Persiapan kami sudah siap. Barang-barang yang perlu kubawa sudah kukemas rapi di tasku. Total aku membawa 3 tas, 1 untuk pakaian, 1 untuk barang-barang lain, dan 1 lagi untuk tas tangan. Sedangkan Robbie hanya 2, yang terdiri dari tas pakaian dan ransel perjalanan yang tergantung di kedua pundaknya. Sekarang kami berdua sedang berdiri di depan panti menunggu bus. Hari ini, kami berdua akan berangkat ke kota.
Pak Juno melangkah mendekati kami berdua. "Apa persiapan kalian sudah beres?"
"Sudah," jawab kami berdua serentak dan Pak Juno hanya mengangguk. Tak lama setelah itu, muncul Kak Abel dari balik pintu dengan anak-anak dan pengasuh lainnya.
"Akhirnya tiba lagi saat untuk berpisah dengan salah satu penghuni panti ini," ucapnya pelan seraya berjalan mendekati kami berdua. "Robbie, Meltya, kalian akan memulai hidup baru di kota sana. Apa kalian siap?"
"Siap!" jawab kami berdua secara serentak lagi. Kak Abel yang mendengar jawaban kami yang begitu yakin, ia tersenyum dengan lebar lalu memeluk kami berdua dengan lengannya.

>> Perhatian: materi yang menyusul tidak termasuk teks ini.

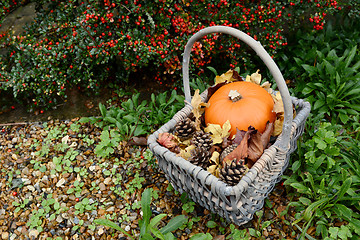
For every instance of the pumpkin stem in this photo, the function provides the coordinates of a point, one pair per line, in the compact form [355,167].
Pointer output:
[234,95]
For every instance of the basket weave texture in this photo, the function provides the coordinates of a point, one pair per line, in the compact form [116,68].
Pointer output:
[235,203]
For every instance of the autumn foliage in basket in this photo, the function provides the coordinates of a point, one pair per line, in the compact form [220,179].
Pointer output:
[82,44]
[227,148]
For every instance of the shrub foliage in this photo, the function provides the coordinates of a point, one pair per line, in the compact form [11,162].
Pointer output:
[74,43]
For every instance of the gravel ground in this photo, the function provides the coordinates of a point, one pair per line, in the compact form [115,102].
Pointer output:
[53,186]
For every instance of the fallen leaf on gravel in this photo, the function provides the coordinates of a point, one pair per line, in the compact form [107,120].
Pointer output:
[60,183]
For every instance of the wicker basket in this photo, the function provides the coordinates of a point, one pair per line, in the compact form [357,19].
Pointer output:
[235,203]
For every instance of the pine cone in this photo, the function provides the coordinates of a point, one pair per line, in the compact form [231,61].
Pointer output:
[200,157]
[202,140]
[233,172]
[227,151]
[185,128]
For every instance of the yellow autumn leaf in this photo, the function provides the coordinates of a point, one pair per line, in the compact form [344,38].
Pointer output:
[267,86]
[217,132]
[215,157]
[198,108]
[214,170]
[254,78]
[186,153]
[225,77]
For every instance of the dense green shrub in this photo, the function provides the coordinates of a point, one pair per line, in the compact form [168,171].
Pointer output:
[325,69]
[73,43]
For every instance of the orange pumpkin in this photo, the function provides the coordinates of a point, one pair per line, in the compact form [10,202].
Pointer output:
[244,104]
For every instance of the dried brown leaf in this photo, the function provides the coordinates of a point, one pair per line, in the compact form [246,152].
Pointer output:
[186,153]
[241,152]
[218,133]
[265,136]
[255,147]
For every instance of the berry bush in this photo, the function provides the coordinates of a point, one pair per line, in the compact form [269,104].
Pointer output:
[82,44]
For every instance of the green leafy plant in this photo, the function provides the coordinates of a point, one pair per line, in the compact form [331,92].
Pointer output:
[108,141]
[326,182]
[85,205]
[334,87]
[149,226]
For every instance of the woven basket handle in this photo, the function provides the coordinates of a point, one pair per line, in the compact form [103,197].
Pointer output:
[265,57]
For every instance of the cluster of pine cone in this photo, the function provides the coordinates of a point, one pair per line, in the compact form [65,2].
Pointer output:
[230,172]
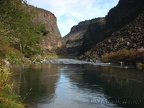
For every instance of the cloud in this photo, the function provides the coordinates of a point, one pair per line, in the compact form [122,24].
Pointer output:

"Kami semua akan selalu merindukan kalian. Jaga diri kalian baik-baik, ya. Kalau bisa, kami pasti akan mengunjungi kalian. Kalian juga sering-seringlah datang ke sini. Kami semua selalu akan menerima kalian dengan tangan terbuka."

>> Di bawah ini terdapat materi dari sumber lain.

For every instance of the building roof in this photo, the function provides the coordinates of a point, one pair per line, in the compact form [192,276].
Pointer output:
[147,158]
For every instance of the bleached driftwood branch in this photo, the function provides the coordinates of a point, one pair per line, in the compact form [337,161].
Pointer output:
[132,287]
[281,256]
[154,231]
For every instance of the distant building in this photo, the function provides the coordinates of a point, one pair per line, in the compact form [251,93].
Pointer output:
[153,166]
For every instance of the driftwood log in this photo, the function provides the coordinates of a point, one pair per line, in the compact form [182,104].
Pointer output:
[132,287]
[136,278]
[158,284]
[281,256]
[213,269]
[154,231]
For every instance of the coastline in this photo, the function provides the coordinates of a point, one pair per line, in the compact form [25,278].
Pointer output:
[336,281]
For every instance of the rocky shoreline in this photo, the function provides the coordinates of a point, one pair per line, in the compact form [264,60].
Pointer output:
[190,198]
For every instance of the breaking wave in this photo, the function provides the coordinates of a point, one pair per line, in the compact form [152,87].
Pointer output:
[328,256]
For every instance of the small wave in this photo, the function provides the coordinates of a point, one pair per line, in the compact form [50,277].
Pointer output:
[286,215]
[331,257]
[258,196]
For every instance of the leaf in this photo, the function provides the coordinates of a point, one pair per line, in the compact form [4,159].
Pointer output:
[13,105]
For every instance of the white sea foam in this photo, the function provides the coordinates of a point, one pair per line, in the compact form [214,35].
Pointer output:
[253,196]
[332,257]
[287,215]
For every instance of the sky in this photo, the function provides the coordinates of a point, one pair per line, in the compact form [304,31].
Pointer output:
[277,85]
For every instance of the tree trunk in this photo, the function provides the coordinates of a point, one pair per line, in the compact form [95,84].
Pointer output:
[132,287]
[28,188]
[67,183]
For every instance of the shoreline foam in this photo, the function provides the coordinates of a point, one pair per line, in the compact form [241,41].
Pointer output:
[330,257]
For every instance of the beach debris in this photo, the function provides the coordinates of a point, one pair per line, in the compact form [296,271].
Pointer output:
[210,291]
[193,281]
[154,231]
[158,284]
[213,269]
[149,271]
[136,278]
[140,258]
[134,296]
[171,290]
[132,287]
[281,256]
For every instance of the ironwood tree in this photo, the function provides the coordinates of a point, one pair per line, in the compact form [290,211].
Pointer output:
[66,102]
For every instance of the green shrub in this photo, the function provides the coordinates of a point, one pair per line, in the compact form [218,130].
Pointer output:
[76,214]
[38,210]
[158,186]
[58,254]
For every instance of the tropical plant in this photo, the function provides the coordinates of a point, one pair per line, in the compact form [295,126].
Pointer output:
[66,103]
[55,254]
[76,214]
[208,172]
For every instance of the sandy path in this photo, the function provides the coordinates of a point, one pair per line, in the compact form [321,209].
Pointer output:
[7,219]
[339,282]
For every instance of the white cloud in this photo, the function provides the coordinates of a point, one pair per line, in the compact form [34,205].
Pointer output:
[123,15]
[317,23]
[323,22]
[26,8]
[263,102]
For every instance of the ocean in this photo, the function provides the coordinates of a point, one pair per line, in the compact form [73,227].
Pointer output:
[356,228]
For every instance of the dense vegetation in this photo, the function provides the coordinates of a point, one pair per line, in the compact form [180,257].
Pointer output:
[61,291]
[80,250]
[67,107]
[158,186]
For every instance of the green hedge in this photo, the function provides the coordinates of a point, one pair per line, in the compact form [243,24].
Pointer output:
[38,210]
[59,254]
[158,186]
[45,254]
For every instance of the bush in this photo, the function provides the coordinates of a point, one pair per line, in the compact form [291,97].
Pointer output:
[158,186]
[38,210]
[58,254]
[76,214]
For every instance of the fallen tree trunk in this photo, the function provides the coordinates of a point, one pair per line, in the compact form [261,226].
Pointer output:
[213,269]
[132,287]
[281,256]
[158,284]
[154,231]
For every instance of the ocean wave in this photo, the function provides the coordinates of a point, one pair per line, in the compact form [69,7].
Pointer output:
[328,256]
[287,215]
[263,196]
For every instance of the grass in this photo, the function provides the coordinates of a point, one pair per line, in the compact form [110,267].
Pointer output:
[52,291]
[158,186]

Aku ingin menangis. Aku tidak pernah suka berpisah. Aku mengangguk berkali-kali agar air mataku tidak menitik. Cukup lama ia memeluk kami sampai ia melepaskan pelukannya.
"Robbie, sebagai anak cowok, kamu harus menjaga Amel dengan baik lho! Aku tidak akan memaafkanmu kalau saja terjadi sesuatu padanya," pesan Kak Abel berusaha bersuara tegas kepada Robbie, tapi tetap terdengar seperti candaan bagiku.
Robbie tertawa sekilas sebelum menjawab, "Tenang saja, Kak. Aku yang bahkan rela ketinggalan sekolah 2 tahun demi setingkatan dengannya pasti akan menjaganya dengan baik. Kalau bisa, aku mau juga jadi bodyguard 24 jamnya. Dengan begitu aku bisa mandi bersam-"
"Hei!" potongku cepat kemudian meninju lengannya sekali. "Kuharap kamu tidak perlu memimpikannya karena aku tidak akan bakalan mau, dasar genit!"
Robbie hanya tertawa karena candaannya sendiri. Aku menghela napas lalu tanpa sengaja bertemu pandang dengan mata anak-anak yang berada di belakang Kak Abel. Masing-masing dari mereka matanya berkaca-kaca, bahkan sudah ada yang terisak. Tanpa sadar aku melangkah mendekari mereka. "Rina," panggilku pada salah seorang anak yang berdiri paling depan.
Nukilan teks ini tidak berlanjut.